KEY POINTS:
Fugitive Nai Yin Xue fled his Los Angeles hotel during the night - sneaking past a sleeping attendant - suggesting he gained an even bigger headstart on authorities hunting him.
Xue booked into the 1 1/2-star Royal Pagoda Hotel after arriving on September 15 (LA time), and was given Room 15, virtually next to the glass-front office.
Officer worker James Tu yesterday told the Herald Xue did not bother to stay the night. He had paid in advance, but checked out without returning his electronic key card - which, with the office so close, would have required sneaking past a sleeping attendant.

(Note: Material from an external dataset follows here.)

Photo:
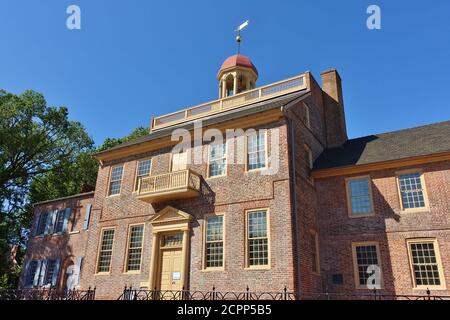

Mr Tu said police had taken all the motel records and security footage, but he did not believe these would help them much.
The early departure widens Xue's headstart on authorities by a few more hours and again shows how desperate he was to get moving after allegedly killing wife An An Liu and stuffing her body in a car boot, dumping his 3-year-old-daughter Qian Xun Xue at a Melbourne train station on the way.
His swift movements were in stark contrast to those of New Zealand's police liaison officer in the US, Superintendent Neville Matthews, who arrived in Los Angeles yesterday (Sunday LA time).
Mr Matthews flew in from his base at the NZ Embassy in Washington DC but has still to set up meetings with the US authorities hunting Xue.
He was surrounded by media on arrival and questioned about whether the decision to send him - made the night before - was because New Zealand police did not believe the American authorities were doing enough.
Mr Matthews denied this, and that he had come to Los Angeles because of pressure on police in New Zealand to solve the case, having taken a long time to find the body.
When he confirmed that the Regional Fugitive Task Force led by US marshals was leading the hunt for Xue, an Australian reporter told him that the marshals had "shut them out", saying media interest in the case was unhelpful.
No wanted posters have been issued publicly, nor have any security footage or photos taken of Xue arriving been circulated to the media.
Mr Matthews said his role was to make the relationship between New Zealand and the US authorities "as efficient as possible".
"Doing that face-to-face is much better than over the phone."
Asked if that would have been better done last week, when there was diplomatic confusion over whether alerts had been activated, warrants issued, "blue-on-blue" issues over which authority was hunting Xue and whether the US had the appropriate rights to arrest him, Mr Matthews said he had been in Rome on holiday "and unfortunately I am a one-man band".
He hoped to meet the US marshals, Interpol and the Immigration and Customs Enforcement agency today (Monday LA time).
After a "long discussion" with the FBI, he had declined its offer of help, saying it was better that the hunt was handled by one lead agency, and the US marshals were specialists in seeking fugitives.
The two Los Angeles police detectives who originally led the hunt for Xue are set to fly out to Bogota, Colombia, this week, and a department spokesman, Officer Jason Lee, has spoken publicly of how the cityhas 400 of its own murders a year to solve.
Mr Matthews was asked if it was a case of "big case in New Zealand, big case in Australia, no big deal in the United States".
He said it was his understanding the hunt for Xue was a "high priority", with some US marshals taking it personally: "They want to get this guy."
He also said the diplomatic process required to get a US "provisional warrant" for Xue took only four days - the quickest he had ever seen.
He did not believe a quicker provisional warrant system between New Zealand and the United States could be looked at in the future, especially in a hypothetical scenario where a fugitive had not committed a minor immigration offence he or she could be held for.